The right to free education in UP remains unavailable to law students and masteral takers as well.  A whopping sum of more than P25,000 is being demanded for Montajes’ 15 units this semester

“Pero there’s an ongoing appeal for my tuition at may initial talks na and the Office of the Chancellor, OVPAA (Office of the Vice President for Academic Affairs) , OSSS (Office of Scholarships and Student Services), and OVCSA (Office of the Vice Chancellor for Student Affairs) and other offices are open to help regarding the tuition,” Montajes said.

Montajes is partly relieved. At last, she gets a chance at continuing her education, at having a hand in what she chooses to do with her life.

At last, she returns to the College of Mass Communication (CMC).

Back at it

Montajes, however, is returning to a college that she has not seen for a thousand days.

“Maraming nagbago at maraming hindi. Una sa structure ng college nagulat ako dahil dati naabutan ko pa ang media center na hindi pa nagagamit at medyo bumabaha pa sa baba. Ngayon nag-improve na yung istruktura niya,” Montajes said.

Aside from the college’s many structural alterations, it is not populated with students Montajes no longer recognizes.
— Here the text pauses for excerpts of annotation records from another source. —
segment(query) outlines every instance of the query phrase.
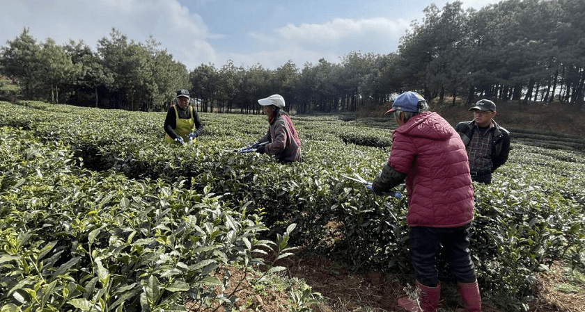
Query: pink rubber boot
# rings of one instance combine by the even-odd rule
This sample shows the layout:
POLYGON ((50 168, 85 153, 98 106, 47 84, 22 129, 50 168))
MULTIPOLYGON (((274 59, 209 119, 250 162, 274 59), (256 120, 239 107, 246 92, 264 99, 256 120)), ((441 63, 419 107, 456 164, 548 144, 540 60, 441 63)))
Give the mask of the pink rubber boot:
POLYGON ((477 280, 473 283, 458 283, 457 288, 465 304, 467 312, 481 312, 481 296, 479 295, 479 286, 477 280))
POLYGON ((428 287, 416 281, 416 286, 419 288, 419 301, 398 298, 398 305, 411 312, 435 312, 441 297, 441 283, 436 287, 428 287))

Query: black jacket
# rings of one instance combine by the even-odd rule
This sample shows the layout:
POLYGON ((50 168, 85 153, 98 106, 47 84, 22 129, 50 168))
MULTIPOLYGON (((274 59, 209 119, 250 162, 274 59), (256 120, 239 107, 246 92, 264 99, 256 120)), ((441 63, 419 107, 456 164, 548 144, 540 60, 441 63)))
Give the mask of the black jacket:
MULTIPOLYGON (((495 121, 494 123, 494 134, 492 137, 492 172, 495 171, 499 166, 504 165, 508 161, 508 155, 510 154, 510 132, 503 127, 499 126, 495 121)), ((474 136, 476 126, 475 122, 462 122, 455 126, 455 130, 461 136, 461 140, 467 147, 471 137, 474 136)))

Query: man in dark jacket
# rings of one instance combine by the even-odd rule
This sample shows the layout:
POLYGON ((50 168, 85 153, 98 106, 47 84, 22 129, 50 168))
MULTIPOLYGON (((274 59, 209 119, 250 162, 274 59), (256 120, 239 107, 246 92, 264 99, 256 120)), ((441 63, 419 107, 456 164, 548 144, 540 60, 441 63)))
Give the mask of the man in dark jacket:
POLYGON ((410 259, 420 306, 407 298, 398 299, 398 304, 408 311, 435 311, 441 294, 437 258, 442 250, 466 311, 479 312, 481 298, 469 250, 474 189, 467 154, 448 122, 428 110, 426 101, 416 92, 396 97, 387 112, 398 125, 390 157, 372 183, 376 194, 406 183, 410 259))
POLYGON ((482 99, 469 108, 474 120, 460 122, 455 130, 465 145, 471 179, 490 184, 492 173, 508 160, 510 153, 510 133, 494 121, 496 104, 482 99))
Her batchmates, the people she has spent years working and learning with, have left the institution a long time ago.

But if there is anything that hasn’t changed in the college it is the students’ longing for true societal change.

“Ang isang napansin ko maintained pa rin ng mga studyante yung pagiging involved sa mga issues locally at hanggang national,” Montajes said.

CMC students are currently fighting for the junking of the repressive Faculty-Students Relations Committee (FSRC) Manual and rental fees, among other local issues.

They are vocal against President Rodrigo Duterte’s administration and the continued crackdown on media outlets that are critical of his rule.

“Imaintain lang nila ito at paunlarin pa. Pag aralan paano pa i-engage ang karamihan,” she added.

Montajes herself is an activist, part of movements that fought for some privileges in the college, including free laptop charging in the lobby and the construction of org spaces.

Again, in service of the people

Being an alagad ng media is powerful, Montajes said. She recognized its ability to influence, to mobilize.

“Aralin natin ito nang mabuti at gawing makabuluhan ang bawat likha,” Montajes said. She hopes that students in the college recognize the chance to become storytellers for the sectors being deprived of a voice in society.

Montajes also called for the continued support of the College of Mass Communication and its students in fighting for the freedom of political prisoners.

“Kahit andito na’ko sa labas ngayon, hindi parin natatapos ang kaso namin. Hindi pa tapos yung kampanya para sa kalayaan at hustisya,” she said.

Romiel Cañete and Ronilo Baes, two thirds of Taysan 3 are still imprisoned, along with at least 400 remaining political prisoners in the country.

“Suportahan, kalingain, bisitahin, alamin ang kalagayan at tulungan natin sila na makamit ang paglaya at hustisya” Montajes said.

To be free is to break routine. Montajes is rebuilding her own after seven years.

She challenges every media practitioner to do the same: expose the rotten system that we have come to know that deprives the youth of their right to education, keeps workers contractuals and struggling for minimum wage, kills farmers on their own lands.

To break free is create works that will contribute towards freedom from this system — and as Montajes did, to live and fight with the masses in order to truly be one with their struggle.



ERRATUM: The amount of Montajes’ bail was updated from P400,000 to more than P600,000.